Mockler argued that Republicans deliberately distort trans people into cultural caricatures while ignoring broader economic failures.
“Republicans claimed that trans people and immigrants were the problem,” he said. “Well, Republicans got into power. They enacted their most authoritarian immigration and trans policy, and all of the issues got worse.”
What comes next
Mockler insists he has “zero interest, negative interest” in running for office himself. The future he imagines is in the media space.
Specifically, he wants to build a large-scale debate platform independent of traditional television networks — something built for the digital-first political era that shaped him. In Mockler’s vision, creators would not need to wait for invitations from cable bookers or permission from legacy institutions to shape political discourse. They would build their own audiences, their own infrastructure, and eventually their own influence.
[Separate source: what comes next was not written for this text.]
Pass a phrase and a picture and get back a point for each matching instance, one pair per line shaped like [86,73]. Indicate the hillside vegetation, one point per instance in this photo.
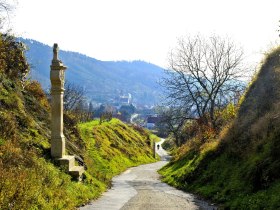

Younger commentators increasingly move fluidly between YouTube, TikTok, livestreams, podcasts, and cable television, often attracting audiences larger than those of many traditional news programs. Television no longer exclusively manufactures political stars. Increasingly, it absorbs them after they have already built loyal online followings elsewhere.
Mockler understands that.
“I’m working on building a debate show, and I want it to be one of the largest debate shows in the country, perhaps the world,” Mockler said. He pointed to the longevity of figures like Jon Stewart and, when you “remove ideology,” even Bill Maher, as examples of people who built durable media platforms that lasted for decades.
“It’s about building my own thing now,” he said.